Nicole und Erich Wartha wohnen seit zwei Monaten mit ihren drei Kindern in der Doppelhaushälfte in Lambach

© Nina Konyen

Chronik Oberösterreich
05/23/2021

Neues Haus, aber „das ist alles sehr belastend“

In Lambach entstanden Doppelhäuser, einige Bewohner klagen nun über grobe Mängel

von Claudia Stelzel-Pröll

Eine halbe Stunde nach dem vereinbarten Termin erscheint Senada Zeric – um nichts zu sagen. Sie wird keine Stellungnahme zu den Vorwürfen abgeben. Genauso handhabt es Hannes Ziegelböck, Makler bei Raiffeisen Immobilien Thalheim/Wels. Kein Kommentar zur Causa.

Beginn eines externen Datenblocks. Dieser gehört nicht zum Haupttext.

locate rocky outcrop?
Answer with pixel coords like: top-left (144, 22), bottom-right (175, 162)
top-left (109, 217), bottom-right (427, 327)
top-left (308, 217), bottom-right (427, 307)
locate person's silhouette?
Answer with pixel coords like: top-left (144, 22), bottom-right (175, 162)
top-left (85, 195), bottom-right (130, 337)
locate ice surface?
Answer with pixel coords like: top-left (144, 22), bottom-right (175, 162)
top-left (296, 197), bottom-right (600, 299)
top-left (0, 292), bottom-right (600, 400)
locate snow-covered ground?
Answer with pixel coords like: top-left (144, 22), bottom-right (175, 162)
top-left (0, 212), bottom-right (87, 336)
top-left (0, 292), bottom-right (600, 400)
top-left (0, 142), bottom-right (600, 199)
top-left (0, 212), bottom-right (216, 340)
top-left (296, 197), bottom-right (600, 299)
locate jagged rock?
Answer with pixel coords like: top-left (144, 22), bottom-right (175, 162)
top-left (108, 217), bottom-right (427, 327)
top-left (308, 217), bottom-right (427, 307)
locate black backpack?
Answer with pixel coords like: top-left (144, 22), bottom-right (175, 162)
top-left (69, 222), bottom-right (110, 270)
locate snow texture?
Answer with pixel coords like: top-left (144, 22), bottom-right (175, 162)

In Lambach baute die UNA Invest GmbH – Zeric ist die Geschäftsführerin – in den vergangenen drei Jahren gesamt zehn Häuser mit je zwei Wohneinheiten. Alle Einheiten sind bereits verkauft. Nun kamen drei Familien auf den KURIER zu, um ihre Erlebnisse und Erfahrungen zu schildern. Eine davon ist Familie Wartha.

Gutachten liegt vor

„Ich muss sagen, die Situation ist mittlerweile sehr belastend für uns. Wir sind am 20. März in dieses Haus gezogen, haben davor schon festgestellt, dass etliche Dinge nicht passen. Deswegen haben wir auch das Übergabeprotokoll nicht unterzeichnet“, erklärt Nicole Wartha. Die Familie beauftragte einen Bausachverständigen, das Ergebnis war ein 37-seitiges Mängelprotokoll mit dem abschließenden Hinweis, dass mit einem voraussichtlichen Sanierungs- und Fertigstellungsaufwand von zumindest rund 25.000 € brutto gerechnet werden kann (das Gutachten liegt dem KURIER vor). Die Familie hält den Kaufpreis des Hauses bis dato über einen Notar zurück. „Sobald diese gravierenden Mängel behoben sind, zahlen wir sofort aus. Wir wären auch willig gewesen, nur 75.000 Euro zurückzuhalten und den Großteil des Kaufpreises auszuzahlen. Aber das wollte die Bauträgerin nicht“, sagt die dreifache Mutter, und: „Wir hatten ein großes, altes Haus, das für uns viel Arbeit bedeutete. Wir wollten lieber einen Neubau ohne Scherereien. Und jetzt das.“

Die Familie berichtet von einem gefluteten Technikraum, den drei Tage niemand beachtet habe, nun krieche die Feuchtigkeit die Wände hoch. Von Jalousien im Kinderzimmer, die sechs Wochen lang zublieben. Und von einer riesigen Glastür, die sich ständig ausgehängt habe – auch nach mehrmaligem Urgieren seien die Reparaturarbeiten erst nach Wochen erledigt worden. „Das war sehr gefährlich für die Kinder.“

Ein ähnliches Bild zeichnet Patricia Linnert. Die Buchhalterin war eine der ersten, die ein Haus in der Anlage bezog: „Nach dreißig Monaten bin ich fast am Durchdrehen. Es wurden Fristen nicht eingehalten, niemand kommt, um Schäden zu beheben. Ich habe Anzeigen und Gerichtsverfahren hinter mir. Die Lage der Häuser ist toll, aber wir fühlen uns total im Stich gelassen.“

So ersparen sich Bauleute viel Stress

Tipps. Ulrike Weiß, Leiterin des Konsumentenschutzes bei der Arbeiterkammer OÖ, weiß, wovon sie redet: Denn Probleme beim Hausbau gibt es genug.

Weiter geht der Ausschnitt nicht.